One 400GB table, One query - Need Tuning Ideas (SQL2005)

0 votes
asked Dec 8, 2008 by mr-flibble

I have a single large table which I would like to optimize. I'm using MS-SQL 2005 server. I'll try to describe how it is used and if anyone has any suggestions I would appreciate it very much.

The table is about 400GB, has 100 million rows and 1 million rows are inserted each day. The table has 8 columns, 1 data col and 7 columns used for lookups/ordering.

 k1 k2 k3 k4 k5 k6 k7 d1

where

 k1: varchar(3), primary key - clustered index, 10 possible values
 k2: bigint, primary key - clustered index, total rows/10 possible values
 k3: int, 10 possible values
 k4: money, 100 possible values
 k5: bool
 k6: bool
 k7: DateTime

Only one select query is run which looks like this:

 SELECT TOP(g) d1 FROM table WITH(NOLOCK)
  WHERE k1 = a
  AND k3 = c
  AND k4 = d
  AND k5 = e
  AND k6 = f
  ORDER BY k7

where g = circa 1 million This query us ran about 10 times per day (often while inserts are happening) and takes about 5-30 minutes.

So I currently only have a clustered index on the two primary key columns. My question is: what indexes should I add to improve this query's performance?

Would separate indexes on every column be a good choice? I think a single index would take up about 5-8GB. The DB server has 8GB RAM total.

Please do not say that the best thing is to experiment. This is akin to 'I don't know, work it out your self' :)

Any tips much appreciated!


EDIT by doofledorfer--

You've caused an outbreak of premature optimization here, if not outright suggestions that "the best thing is to experiment". You need to clarify a number of issues if you want useful help.

-- doofledorfer


EDIT: Comments on posts to date are now posted below along with query plan - Mr. Flibble

You are probably I/O bound

Yes, it is not CPU bound. Disk access is high. All available RAM seems to be used. Whether it is used wisely or not remains to be seen.
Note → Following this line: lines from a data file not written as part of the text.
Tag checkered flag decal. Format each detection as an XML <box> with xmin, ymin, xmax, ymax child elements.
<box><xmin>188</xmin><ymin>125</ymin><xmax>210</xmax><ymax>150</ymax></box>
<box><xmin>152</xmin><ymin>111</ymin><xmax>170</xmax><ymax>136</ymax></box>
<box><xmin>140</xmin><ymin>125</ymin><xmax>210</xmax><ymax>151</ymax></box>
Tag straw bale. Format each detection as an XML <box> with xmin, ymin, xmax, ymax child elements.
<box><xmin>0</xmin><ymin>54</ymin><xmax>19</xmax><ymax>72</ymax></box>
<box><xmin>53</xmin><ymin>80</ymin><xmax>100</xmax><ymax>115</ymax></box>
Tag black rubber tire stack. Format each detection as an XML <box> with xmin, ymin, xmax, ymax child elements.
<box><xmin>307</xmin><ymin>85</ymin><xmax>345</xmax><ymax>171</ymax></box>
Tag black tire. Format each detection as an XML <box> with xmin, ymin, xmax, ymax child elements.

You say you can't split the data because all the data is used: IMPOSSIBLE

I mean that all data is used at some point - not that all data is used by each user in each query. I can certainly split the data but, so far, I don't understand why partitioning the table is any better than using a clustered index.
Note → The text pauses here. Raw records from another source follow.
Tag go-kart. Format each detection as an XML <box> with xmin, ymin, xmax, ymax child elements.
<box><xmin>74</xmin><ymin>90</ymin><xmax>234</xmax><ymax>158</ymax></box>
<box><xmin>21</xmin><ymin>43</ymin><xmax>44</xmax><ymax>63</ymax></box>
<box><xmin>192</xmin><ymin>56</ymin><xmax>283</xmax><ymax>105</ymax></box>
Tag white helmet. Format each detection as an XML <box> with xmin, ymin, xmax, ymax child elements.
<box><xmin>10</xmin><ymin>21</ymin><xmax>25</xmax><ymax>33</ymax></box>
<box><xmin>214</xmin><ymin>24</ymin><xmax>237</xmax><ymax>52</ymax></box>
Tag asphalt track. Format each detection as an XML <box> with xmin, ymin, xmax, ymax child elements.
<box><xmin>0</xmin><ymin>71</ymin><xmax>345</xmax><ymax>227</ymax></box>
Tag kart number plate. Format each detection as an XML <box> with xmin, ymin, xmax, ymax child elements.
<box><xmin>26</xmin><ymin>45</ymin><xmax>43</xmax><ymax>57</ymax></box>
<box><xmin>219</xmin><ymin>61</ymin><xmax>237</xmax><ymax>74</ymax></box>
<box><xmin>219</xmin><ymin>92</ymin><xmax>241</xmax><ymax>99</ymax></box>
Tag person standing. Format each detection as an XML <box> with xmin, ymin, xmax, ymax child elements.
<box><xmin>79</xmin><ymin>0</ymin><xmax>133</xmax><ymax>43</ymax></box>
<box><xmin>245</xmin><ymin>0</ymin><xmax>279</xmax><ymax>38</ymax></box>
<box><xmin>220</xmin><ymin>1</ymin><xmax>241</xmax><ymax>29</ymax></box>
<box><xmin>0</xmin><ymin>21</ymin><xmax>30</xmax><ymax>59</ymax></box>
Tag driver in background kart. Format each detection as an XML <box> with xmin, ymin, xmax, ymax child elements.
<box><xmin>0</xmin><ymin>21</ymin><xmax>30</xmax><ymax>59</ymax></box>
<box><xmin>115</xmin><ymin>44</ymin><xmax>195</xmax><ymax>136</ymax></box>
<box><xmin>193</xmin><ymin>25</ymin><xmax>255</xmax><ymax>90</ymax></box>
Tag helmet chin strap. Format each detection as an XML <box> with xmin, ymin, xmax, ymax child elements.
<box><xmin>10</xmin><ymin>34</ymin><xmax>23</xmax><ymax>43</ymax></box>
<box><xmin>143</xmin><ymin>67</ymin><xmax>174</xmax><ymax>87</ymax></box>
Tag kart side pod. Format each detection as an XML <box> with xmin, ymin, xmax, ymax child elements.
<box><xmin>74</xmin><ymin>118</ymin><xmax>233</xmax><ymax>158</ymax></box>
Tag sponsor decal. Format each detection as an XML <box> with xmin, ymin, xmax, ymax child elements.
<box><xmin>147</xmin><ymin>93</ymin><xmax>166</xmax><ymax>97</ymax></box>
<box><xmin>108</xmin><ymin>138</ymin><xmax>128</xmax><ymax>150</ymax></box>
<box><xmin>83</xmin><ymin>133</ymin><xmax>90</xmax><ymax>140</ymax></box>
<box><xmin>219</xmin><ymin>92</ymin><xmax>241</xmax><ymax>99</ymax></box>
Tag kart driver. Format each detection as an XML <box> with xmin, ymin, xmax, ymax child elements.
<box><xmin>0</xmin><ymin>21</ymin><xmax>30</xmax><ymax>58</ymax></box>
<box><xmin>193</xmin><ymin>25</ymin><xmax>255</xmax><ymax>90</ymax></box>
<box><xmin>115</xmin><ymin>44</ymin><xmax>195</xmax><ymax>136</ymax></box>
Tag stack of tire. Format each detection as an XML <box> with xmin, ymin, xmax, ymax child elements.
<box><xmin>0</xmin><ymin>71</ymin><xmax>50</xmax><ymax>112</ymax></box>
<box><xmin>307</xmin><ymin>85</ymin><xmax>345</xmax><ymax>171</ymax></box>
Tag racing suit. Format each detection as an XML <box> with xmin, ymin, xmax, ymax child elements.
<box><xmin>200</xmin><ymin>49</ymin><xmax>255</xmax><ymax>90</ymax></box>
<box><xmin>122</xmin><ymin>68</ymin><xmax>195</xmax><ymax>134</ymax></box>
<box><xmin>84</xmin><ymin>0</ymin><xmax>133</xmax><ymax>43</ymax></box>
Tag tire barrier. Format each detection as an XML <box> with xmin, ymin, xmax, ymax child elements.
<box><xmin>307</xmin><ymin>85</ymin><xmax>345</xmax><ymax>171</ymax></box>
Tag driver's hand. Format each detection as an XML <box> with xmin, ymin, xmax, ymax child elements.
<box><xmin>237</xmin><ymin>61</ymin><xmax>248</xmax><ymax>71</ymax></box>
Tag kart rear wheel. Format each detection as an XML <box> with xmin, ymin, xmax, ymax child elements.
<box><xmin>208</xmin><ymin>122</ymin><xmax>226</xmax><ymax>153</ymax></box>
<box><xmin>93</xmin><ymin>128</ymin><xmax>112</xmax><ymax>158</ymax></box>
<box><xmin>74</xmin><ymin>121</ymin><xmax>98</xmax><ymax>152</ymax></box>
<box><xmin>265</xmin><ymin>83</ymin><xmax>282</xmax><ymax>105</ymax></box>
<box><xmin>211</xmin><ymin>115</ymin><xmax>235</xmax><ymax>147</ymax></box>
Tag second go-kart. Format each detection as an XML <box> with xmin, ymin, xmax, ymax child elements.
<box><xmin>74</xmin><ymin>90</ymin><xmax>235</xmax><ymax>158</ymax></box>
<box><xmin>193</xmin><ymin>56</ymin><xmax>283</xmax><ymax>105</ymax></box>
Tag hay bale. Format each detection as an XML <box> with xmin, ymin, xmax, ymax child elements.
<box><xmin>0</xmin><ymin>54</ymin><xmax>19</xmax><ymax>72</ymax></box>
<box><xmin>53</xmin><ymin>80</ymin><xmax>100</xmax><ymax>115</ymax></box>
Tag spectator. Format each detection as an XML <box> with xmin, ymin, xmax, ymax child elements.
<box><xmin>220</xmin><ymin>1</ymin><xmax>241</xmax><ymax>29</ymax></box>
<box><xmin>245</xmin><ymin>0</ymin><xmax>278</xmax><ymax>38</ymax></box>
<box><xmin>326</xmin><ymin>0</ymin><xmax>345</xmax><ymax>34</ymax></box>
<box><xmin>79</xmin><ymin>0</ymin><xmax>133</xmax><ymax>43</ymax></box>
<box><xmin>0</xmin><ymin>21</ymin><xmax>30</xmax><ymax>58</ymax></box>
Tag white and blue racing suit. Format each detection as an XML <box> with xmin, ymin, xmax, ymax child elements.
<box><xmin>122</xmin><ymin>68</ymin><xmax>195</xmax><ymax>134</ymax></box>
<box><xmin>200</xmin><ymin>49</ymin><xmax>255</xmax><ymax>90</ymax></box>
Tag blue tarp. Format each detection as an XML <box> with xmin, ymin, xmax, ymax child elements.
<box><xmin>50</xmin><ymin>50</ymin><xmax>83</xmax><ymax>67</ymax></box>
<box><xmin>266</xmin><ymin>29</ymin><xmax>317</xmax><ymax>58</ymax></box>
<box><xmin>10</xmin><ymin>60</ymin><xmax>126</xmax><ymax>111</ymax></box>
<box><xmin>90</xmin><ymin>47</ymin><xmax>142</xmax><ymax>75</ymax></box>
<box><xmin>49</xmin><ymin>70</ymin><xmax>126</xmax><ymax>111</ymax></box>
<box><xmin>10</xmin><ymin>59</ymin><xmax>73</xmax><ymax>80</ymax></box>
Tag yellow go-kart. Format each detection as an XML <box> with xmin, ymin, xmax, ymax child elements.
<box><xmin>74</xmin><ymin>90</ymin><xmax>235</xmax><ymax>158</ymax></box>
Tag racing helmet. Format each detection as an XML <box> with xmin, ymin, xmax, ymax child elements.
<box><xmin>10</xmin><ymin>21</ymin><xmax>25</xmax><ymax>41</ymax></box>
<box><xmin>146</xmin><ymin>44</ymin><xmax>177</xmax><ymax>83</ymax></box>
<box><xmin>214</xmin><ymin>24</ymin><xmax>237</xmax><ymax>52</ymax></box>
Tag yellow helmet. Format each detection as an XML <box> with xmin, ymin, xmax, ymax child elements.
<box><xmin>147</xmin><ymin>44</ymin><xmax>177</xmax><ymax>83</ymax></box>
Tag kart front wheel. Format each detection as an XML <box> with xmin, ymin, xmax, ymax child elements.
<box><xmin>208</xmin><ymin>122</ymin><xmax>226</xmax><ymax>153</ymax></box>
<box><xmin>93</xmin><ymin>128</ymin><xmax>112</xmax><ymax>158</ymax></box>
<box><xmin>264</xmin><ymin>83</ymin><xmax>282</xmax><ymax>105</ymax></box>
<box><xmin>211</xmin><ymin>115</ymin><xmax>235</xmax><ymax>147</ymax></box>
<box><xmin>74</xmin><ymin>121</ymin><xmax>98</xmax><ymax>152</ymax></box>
Why did you choose these types VARCHAR probably should have been INT as it can only be a few values. The rest are sensible enough, Money represents a money value in real life and bigint is an ID, and the bools are onny, offy type things :)

By any chance we could get have a look the insert statement, or TSQL or the bulkinsert

TSQL. Its basically INSERT INTO table VALUES (k1,k2,k3,k4,k5,k6,d1). The only thing that is in any way interesting is that many duplicate inserts are attempted and the k1 & k2 PK constraint is used to prevent duplicate data entering the database. I believed at design time (and now) that this was as quick a way as any to finter out duplicate data.

Can you tell how often your insert happens Every 10 minutes or so inserts run (ADO.NET) maybe 10K at a time and take a few minutes. I estimate currently a full day's inserts take 40% of the time in the day.

Does the DateTime field contains the date of insert No. There is actually another DateTime column which does but it is not retrieved in any SELECT query so I didn't mention it for the sake of simplicity.

How did you came to this More one man day thinking.

if you're interested only in the last data, deleting/archiving the useless data could make sense (start from scratch every morning)

I am not interested in recent data only. A query may select some of the very first data that was inserted into the table all the way up to data inserted minutes ago. But as the data is filtered this does not mean that all the data in the DB is requested in that query.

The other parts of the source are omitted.